3

I want to analyze sentences with NLTK and display their chunks as a tree. NLTK offers the method tree.draw() to draw a tree. This following code draws a tree for the sentence "the little yellow dog barked at the cat":

import nltk 
sentence = [("the", "DT"), ("little", "JJ"), ("yellow", "JJ"), ("dog", "NN"), ("barked","VBD"), ("at", "IN"), ("the", "DT"), ("cat", "NN")]

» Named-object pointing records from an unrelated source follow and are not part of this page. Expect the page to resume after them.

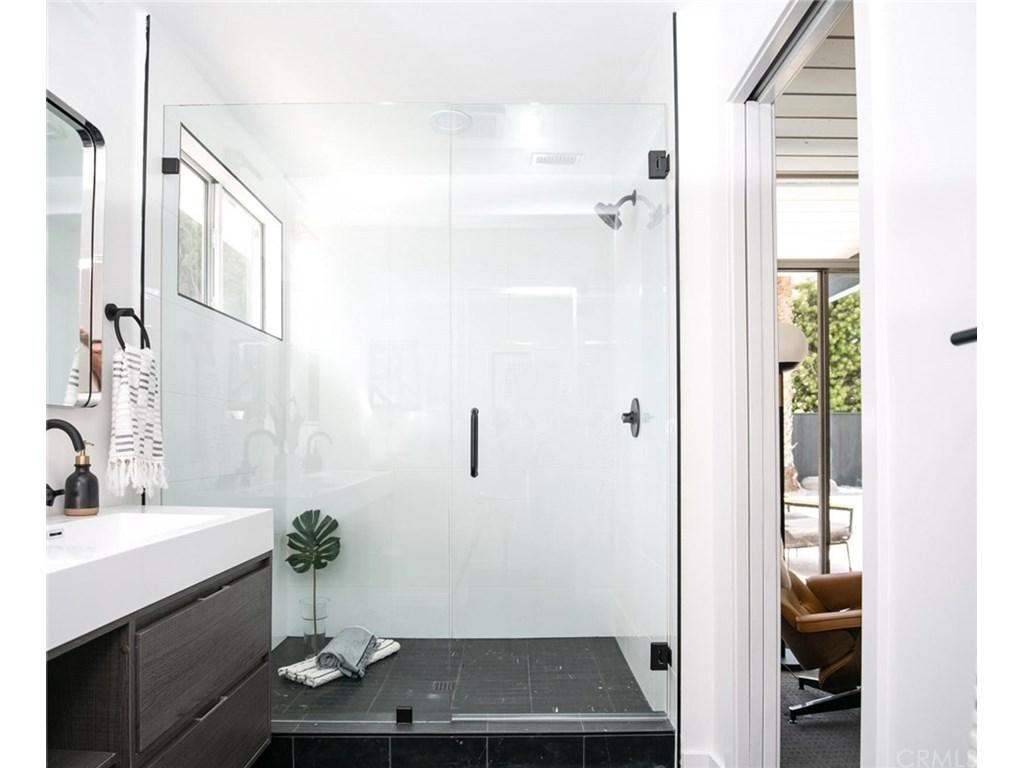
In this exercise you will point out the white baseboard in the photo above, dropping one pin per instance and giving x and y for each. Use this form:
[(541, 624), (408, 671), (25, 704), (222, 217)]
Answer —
[(698, 760)]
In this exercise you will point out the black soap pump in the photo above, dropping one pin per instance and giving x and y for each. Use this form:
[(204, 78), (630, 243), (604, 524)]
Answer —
[(81, 489)]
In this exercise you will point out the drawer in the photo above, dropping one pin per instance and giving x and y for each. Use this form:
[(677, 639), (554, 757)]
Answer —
[(230, 734), (188, 658)]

pattern = "NP: {<DT>?<JJ>*<NN>}"
NPChunker = nltk.RegexpParser(pattern) 
result = NPChunker.parse(sentence)
result.draw()

The result is this tree:

example tree

How do i get a tree with one more level like this?

deeper tree

alvas
  • 115,346
  • 109
  • 446
  • 738
raxer
  • 63
  • 3
  • 5
  • @alvas, why did you change the title to "Flatten"? I wouldn't say the OPs question is about flattening – the branching of the trees is the same in both examples. Rather, the OP is asking for a separate level for the PoS tags (btw: not only for the non-NP words...). – lenz Aug 11 '15 at 19:28
  • @lenz, because most probably that's what he'll need. Because the NP pattern he was using is what people do with term extraction, noun/entities extraction, etc. And the `.draw()` is purely presentation, so it won't change much of the parse results =) Just to double check, @raxer, is that what you're asking for? – alvas Aug 11 '15 at 21:13
  • @alvas, my aim is to have another presentation. Take for example the word yellow. It has the pos tag `JJ`. In the first picture the `JJ` is on the same layer as yellow. But on the second picture `JJ` has a layer above the word yellow. How can i display it like on the second picture? – raxer Aug 17 '15 at 07:26

2 Answers2

4

You need to "level up" your non-NP words, here's a hack:

import nltk 
sentence = [("the", "DT"), ("little", "JJ"), ("yellow", "JJ"), ("dog", "NN"), ("barked","VBD"), ("at", "IN"), ("the", "DT"), ("cat", "NN")]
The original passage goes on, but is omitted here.